I weigh 199.5 pounds.
That’s a pound and a half MORE than I weighed last Sunday NIGHT when I weighed myself for McFatty Monday. But two pounds LESS than I weighed on Tuesday when I did my fitness evaluation at the gym.
WTF? O_O
In short, I hate not seeing a downward shift on the scales.
And not a single one of you better even think to tell me “But, but, Miranda! Muscle weighs more than fat!!” because that’s IMPOSSIBLE according to the laws of Physics and other sciences that are above my pay-grade.
(Think about that for a second–if you have a pound of feathers and a pound of lead, you have a POUND of both of them. They do not weigh differently if you’re talking about exactly a pound. What you’re talking about is density and volume–muscle is more lean than fat and less…uh…fatty, and therefore smaller.

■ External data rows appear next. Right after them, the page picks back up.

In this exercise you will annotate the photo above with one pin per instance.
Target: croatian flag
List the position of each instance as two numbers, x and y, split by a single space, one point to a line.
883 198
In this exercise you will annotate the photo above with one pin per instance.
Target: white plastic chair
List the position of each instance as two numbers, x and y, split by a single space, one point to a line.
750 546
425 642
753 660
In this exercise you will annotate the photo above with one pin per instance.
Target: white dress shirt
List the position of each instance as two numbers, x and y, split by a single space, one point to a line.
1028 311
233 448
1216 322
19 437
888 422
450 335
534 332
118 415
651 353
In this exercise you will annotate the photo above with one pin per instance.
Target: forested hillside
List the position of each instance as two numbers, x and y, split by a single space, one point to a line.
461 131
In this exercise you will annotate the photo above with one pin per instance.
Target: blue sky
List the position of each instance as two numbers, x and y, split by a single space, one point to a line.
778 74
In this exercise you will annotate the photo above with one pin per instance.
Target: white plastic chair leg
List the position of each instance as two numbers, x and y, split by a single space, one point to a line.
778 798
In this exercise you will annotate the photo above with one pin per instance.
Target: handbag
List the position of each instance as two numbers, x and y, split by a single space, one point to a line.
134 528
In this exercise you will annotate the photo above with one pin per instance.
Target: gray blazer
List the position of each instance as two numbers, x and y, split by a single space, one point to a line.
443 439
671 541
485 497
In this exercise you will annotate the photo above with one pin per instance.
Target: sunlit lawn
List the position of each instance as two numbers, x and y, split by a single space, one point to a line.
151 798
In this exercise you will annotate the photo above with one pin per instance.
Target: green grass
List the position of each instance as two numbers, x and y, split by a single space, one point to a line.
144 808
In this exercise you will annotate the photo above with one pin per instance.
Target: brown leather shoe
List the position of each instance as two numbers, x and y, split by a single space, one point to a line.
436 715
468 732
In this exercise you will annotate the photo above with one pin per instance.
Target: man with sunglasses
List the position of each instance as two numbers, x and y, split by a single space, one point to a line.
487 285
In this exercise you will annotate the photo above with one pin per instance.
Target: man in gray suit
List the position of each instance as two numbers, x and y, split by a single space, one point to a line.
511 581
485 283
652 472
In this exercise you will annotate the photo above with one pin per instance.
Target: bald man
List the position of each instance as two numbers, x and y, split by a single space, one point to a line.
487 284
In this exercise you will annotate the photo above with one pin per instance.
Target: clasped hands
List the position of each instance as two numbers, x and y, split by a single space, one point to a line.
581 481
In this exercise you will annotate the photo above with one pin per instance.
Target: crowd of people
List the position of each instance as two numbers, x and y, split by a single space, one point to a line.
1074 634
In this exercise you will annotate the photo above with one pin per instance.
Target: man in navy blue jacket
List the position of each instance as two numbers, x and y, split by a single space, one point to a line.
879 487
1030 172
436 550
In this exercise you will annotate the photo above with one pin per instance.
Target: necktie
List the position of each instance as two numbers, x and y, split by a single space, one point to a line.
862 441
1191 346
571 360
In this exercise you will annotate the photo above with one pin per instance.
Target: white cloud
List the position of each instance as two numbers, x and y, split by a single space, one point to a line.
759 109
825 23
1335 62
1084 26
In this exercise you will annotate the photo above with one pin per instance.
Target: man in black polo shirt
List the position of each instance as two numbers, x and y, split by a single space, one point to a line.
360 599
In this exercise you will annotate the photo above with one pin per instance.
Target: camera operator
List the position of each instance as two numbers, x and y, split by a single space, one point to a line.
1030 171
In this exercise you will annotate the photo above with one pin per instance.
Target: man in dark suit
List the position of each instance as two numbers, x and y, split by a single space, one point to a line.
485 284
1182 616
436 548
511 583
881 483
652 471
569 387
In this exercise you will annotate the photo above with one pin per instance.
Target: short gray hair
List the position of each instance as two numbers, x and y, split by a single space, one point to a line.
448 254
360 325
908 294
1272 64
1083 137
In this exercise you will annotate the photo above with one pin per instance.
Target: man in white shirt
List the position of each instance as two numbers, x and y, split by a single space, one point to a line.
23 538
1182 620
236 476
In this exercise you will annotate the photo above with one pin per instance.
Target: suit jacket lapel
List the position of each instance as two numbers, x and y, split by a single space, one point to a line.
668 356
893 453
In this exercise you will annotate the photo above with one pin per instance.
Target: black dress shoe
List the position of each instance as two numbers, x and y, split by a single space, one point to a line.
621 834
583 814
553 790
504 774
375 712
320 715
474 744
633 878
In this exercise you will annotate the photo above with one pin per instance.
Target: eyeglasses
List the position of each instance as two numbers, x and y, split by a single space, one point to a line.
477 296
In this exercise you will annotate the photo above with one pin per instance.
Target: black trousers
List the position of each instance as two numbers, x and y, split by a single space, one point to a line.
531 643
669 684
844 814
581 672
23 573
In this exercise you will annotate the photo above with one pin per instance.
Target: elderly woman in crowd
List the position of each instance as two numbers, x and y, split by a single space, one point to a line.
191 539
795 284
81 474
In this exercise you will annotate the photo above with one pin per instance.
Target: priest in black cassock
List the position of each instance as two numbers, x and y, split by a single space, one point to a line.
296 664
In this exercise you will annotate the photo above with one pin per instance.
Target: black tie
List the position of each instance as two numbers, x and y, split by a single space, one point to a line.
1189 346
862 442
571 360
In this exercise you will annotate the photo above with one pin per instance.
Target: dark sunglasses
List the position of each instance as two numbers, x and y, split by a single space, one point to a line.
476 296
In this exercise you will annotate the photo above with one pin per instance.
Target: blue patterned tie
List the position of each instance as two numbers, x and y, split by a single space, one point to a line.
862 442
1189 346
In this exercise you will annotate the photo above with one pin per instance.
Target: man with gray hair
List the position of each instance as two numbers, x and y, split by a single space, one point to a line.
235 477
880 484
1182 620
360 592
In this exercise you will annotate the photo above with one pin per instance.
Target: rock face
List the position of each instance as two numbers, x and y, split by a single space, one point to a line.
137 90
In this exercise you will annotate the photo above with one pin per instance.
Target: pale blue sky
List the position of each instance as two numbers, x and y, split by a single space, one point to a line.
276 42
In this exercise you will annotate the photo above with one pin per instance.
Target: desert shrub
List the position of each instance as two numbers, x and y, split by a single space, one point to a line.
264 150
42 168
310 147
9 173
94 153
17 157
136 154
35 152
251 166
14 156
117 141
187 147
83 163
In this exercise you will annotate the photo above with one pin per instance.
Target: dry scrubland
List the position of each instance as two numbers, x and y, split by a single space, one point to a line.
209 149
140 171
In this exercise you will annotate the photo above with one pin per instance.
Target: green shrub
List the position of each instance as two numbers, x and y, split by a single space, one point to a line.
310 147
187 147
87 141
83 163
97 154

So two people can weigh the same and one will be more toned and muscular than the other and the other will just be all globular. Like me.)
I am apparently gaining weight. Probably because working out makes me eat like a horse. And I had a milkshake last night to soothe my soul over the lack of available rainboots at Target.
Yes, I said working out. I went three times last week.
(Alison says that Saturday, in all of its Mega-Fail Glory counts. So I’m counting it.)
And I went yesterday. I could’ve stayed all warm in the bed and snuggled up with my book, but I got off my lazy assets and went to the gym. And I felt good!
And I’m proud of me for going.
But, grrr.
The plan this week? Not eat so freaking much food.